Melatonin regulation of transcription in the reversal of morphine tolerance: Microarray analysis of differential gene expression

Tolerance and associated hyperalgesia induced by long-term morphine administration substantially restrict the clinical use of morphine in pain treatment. Melatonin, a neurohormone released by the pineal gland, has been demonstrated to attenuate anti-nociceptive morphine tolerance. The present study investigates differentially expressed genes in the process of morphine tolerance and altered gene expression subsequent to melatonin treatment in chronic morphine-infused ratspinal cords. Morphine tolerance was induced in male Wistar rats by intrathecal morphine infusion (the MO group). Melatonin (the MOMa group) was administered to overcome the effects derived by morphine. The mRNA collected from L5-S3 of the spinal cord was extracted and analysed by rat expression microarray. Principal component analysis and clustering analysis revealed that the overall gene profiles were different in morphine and melatonin treatments.
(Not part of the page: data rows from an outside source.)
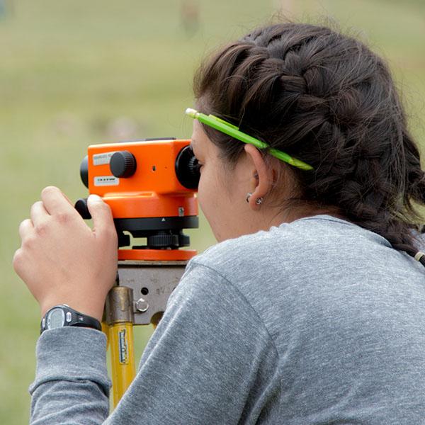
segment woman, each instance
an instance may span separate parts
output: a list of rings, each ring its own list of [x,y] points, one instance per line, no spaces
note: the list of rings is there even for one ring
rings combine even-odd
[[[198,200],[221,243],[190,261],[108,419],[103,334],[43,332],[32,423],[421,422],[425,175],[385,64],[327,28],[280,24],[220,49],[195,94],[295,162],[196,120]],[[108,206],[89,206],[94,231],[47,188],[21,225],[14,267],[42,316],[101,317],[116,234]]]

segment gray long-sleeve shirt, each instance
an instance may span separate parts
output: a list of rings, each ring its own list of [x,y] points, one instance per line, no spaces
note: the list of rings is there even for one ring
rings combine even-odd
[[[425,424],[425,268],[301,219],[189,262],[109,417],[105,350],[94,329],[44,332],[31,423]]]

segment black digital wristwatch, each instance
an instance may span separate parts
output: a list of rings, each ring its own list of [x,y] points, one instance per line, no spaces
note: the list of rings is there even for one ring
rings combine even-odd
[[[61,304],[52,307],[45,314],[41,320],[40,333],[65,326],[79,326],[102,330],[102,325],[97,319],[83,314],[66,304]]]

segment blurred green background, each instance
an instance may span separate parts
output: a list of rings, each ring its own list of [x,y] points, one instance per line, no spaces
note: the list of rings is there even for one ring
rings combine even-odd
[[[0,0],[0,423],[28,422],[39,310],[14,274],[18,227],[47,185],[86,193],[89,144],[191,135],[202,57],[280,13],[335,20],[389,61],[424,146],[425,0]],[[274,17],[274,18],[273,18]],[[215,243],[205,220],[193,246]],[[136,331],[139,358],[150,329]]]

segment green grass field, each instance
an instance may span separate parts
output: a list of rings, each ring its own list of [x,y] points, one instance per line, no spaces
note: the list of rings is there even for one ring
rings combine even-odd
[[[188,137],[183,110],[200,59],[217,45],[268,21],[281,6],[300,21],[330,16],[388,59],[412,132],[424,140],[425,3],[422,0],[200,0],[188,33],[181,1],[6,0],[0,14],[0,423],[28,421],[39,310],[14,274],[18,226],[47,185],[75,200],[90,144],[120,138]],[[3,10],[1,7],[0,13]],[[323,21],[319,18],[319,21]],[[422,143],[422,146],[424,144]],[[208,223],[190,232],[203,251]],[[140,356],[150,329],[137,329]]]

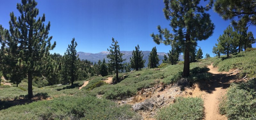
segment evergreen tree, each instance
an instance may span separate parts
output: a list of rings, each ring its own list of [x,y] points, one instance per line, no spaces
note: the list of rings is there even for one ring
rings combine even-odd
[[[205,58],[209,58],[210,57],[211,57],[211,56],[210,56],[210,55],[209,55],[209,54],[206,53],[206,54],[205,54]]]
[[[99,60],[98,61],[98,63],[97,64],[97,65],[96,65],[96,74],[97,75],[99,75],[100,74],[100,67],[101,65],[101,61],[100,61],[100,60]]]
[[[144,64],[146,62],[146,60],[143,59],[143,56],[142,51],[140,51],[139,45],[135,46],[135,51],[132,51],[132,58],[130,57],[131,68],[136,71],[143,68],[145,66]]]
[[[109,46],[110,49],[108,49],[109,51],[109,54],[107,55],[107,57],[109,59],[108,61],[110,67],[115,69],[116,70],[116,81],[113,81],[114,83],[119,83],[120,80],[118,77],[118,70],[123,69],[123,62],[125,59],[123,59],[122,56],[124,55],[120,52],[120,48],[118,45],[118,42],[115,41],[114,38],[112,38],[112,46]]]
[[[172,65],[176,64],[178,63],[179,55],[179,53],[174,48],[172,48],[171,50],[169,50],[169,53],[167,53],[169,57],[168,63],[172,64]]]
[[[64,55],[61,59],[62,66],[61,66],[61,77],[62,78],[63,81],[62,82],[63,83],[67,84],[68,83],[70,77],[69,76],[70,73],[70,63],[69,63],[70,58],[69,56],[67,55],[67,53],[65,52]]]
[[[196,45],[191,45],[191,48],[189,50],[189,56],[190,57],[190,63],[196,62],[196,54],[197,52],[196,46]]]
[[[197,51],[197,53],[196,53],[196,58],[197,60],[199,60],[203,58],[203,51],[202,51],[202,49],[201,48],[199,48]]]
[[[148,66],[149,68],[155,68],[157,67],[159,64],[159,58],[158,57],[157,53],[156,52],[156,48],[155,46],[152,49],[152,50],[148,56]]]
[[[164,59],[162,60],[163,63],[168,63],[168,57],[165,55],[164,55]]]
[[[9,23],[11,36],[2,43],[2,49],[7,56],[4,57],[5,59],[13,58],[12,60],[17,62],[14,68],[19,67],[19,70],[27,75],[29,99],[33,97],[33,75],[40,73],[44,64],[44,57],[48,55],[49,50],[53,49],[56,45],[55,42],[51,45],[52,37],[48,36],[50,22],[45,25],[44,23],[45,20],[44,14],[42,17],[37,16],[39,10],[36,7],[37,5],[34,0],[23,0],[21,4],[17,4],[20,16],[17,19],[13,12],[10,14]],[[36,20],[36,18],[38,19]],[[6,50],[5,48],[12,48],[12,51]]]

Subsequent to Gene Ontology analysis, the biological processes of differentially expressed genes of MO and MOMa compared with the control group were constructed. Furthermore, a panel of genes exclusively expressed following melatonin treatment and another panel of genes with inverse expression between the MO and MOMa group were also established. Subsequent to PANTHER pathway analysis, a group of genes with inverse expression following melatonin administrated compared with morphine alone were identified. The expression levels of genes of interest were also confirmed using a reverse transcription-quantitative polymerase chain reaction. The gene panel that was constructed suggests a potential signaling pathway in morphine tolerance development and is valuable for investigating the mechanism of morphine tolerance and the regulatory gene profiles of melatonin treatment. These results may contribute to the discovery of potential drug targets in morphine tolerance treatments in the future.